Separately, riders will also be able to store additional personal value of as much as $300 directly on a card to pay for parking or transit. Any unused amount will roll over and remain on the card.

But riders are already upset about one change: At the end of each month, any unused transit or parking benefits in the new electronic purses will be credited back to employers. Metro said that employees who contribute a portion of their pretaxed salary to the SmartBenefits program should contact the employer to determine how the employer will handle the unused portion of their pretaxed contribution.

That's not sitting well with some riders. "My employer doesn't contribute to my SmartBenefit fund -- it is all MY money," one commenter said on the Get There blog at http://www.washingtonpost.com. "Why would Metro give MY money back to my employer?"

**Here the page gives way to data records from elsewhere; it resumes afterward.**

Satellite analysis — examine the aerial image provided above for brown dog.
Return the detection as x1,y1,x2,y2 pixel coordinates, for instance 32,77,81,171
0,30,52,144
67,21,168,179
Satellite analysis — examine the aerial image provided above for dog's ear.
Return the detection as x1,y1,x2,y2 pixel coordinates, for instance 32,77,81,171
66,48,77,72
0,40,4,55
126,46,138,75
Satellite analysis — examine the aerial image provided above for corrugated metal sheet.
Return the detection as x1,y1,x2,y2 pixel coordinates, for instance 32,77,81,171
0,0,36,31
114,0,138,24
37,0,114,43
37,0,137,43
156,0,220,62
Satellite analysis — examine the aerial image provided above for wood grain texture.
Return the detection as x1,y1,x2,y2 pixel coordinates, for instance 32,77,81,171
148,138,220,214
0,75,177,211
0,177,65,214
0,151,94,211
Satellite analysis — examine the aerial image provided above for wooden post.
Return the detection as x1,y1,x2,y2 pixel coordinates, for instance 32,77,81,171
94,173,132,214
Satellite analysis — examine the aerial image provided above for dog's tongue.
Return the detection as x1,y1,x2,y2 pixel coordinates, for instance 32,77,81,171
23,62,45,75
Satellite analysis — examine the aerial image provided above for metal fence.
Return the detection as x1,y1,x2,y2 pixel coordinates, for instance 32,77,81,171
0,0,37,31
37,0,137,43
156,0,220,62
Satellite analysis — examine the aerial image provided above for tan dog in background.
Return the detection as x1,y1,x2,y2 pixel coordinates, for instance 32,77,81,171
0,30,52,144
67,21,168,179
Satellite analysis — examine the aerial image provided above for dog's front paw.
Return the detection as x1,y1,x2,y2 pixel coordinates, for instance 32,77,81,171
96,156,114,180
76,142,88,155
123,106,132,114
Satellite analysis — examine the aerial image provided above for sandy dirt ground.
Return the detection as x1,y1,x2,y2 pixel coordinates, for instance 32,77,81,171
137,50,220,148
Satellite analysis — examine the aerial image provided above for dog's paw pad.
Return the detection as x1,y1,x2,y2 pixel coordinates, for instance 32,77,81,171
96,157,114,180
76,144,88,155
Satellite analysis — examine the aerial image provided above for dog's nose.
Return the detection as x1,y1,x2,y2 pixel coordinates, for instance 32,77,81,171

Others say the information posted on Metro's Web site and issued in a news release Tuesday is confusing.

Another poster on the Get There blog worried that in a month such as December, with fewer work days, riders would somehow lose out.

Lorraine Taylor, a manager in Metro's SmarTrip office, said credits returned to employers will help them direct employees on "how to reduce their allocations."

Metro is holding seminars for employers through January, raising concerns that relevant information won't be out in time for companies and employees to make needed changes by Jan. 1. For some private companies, it takes two months for SmartBenefits changes to be processed.

"This is placing a real burden on people who process payroll," another commenter wrote. The big issue for employers who provide pretaxed benefits is whether they are required to refund unused benefits. "I attended the October 20th SmartBenefits seminar and can tell you that there were very heated discussions regarding this new provision."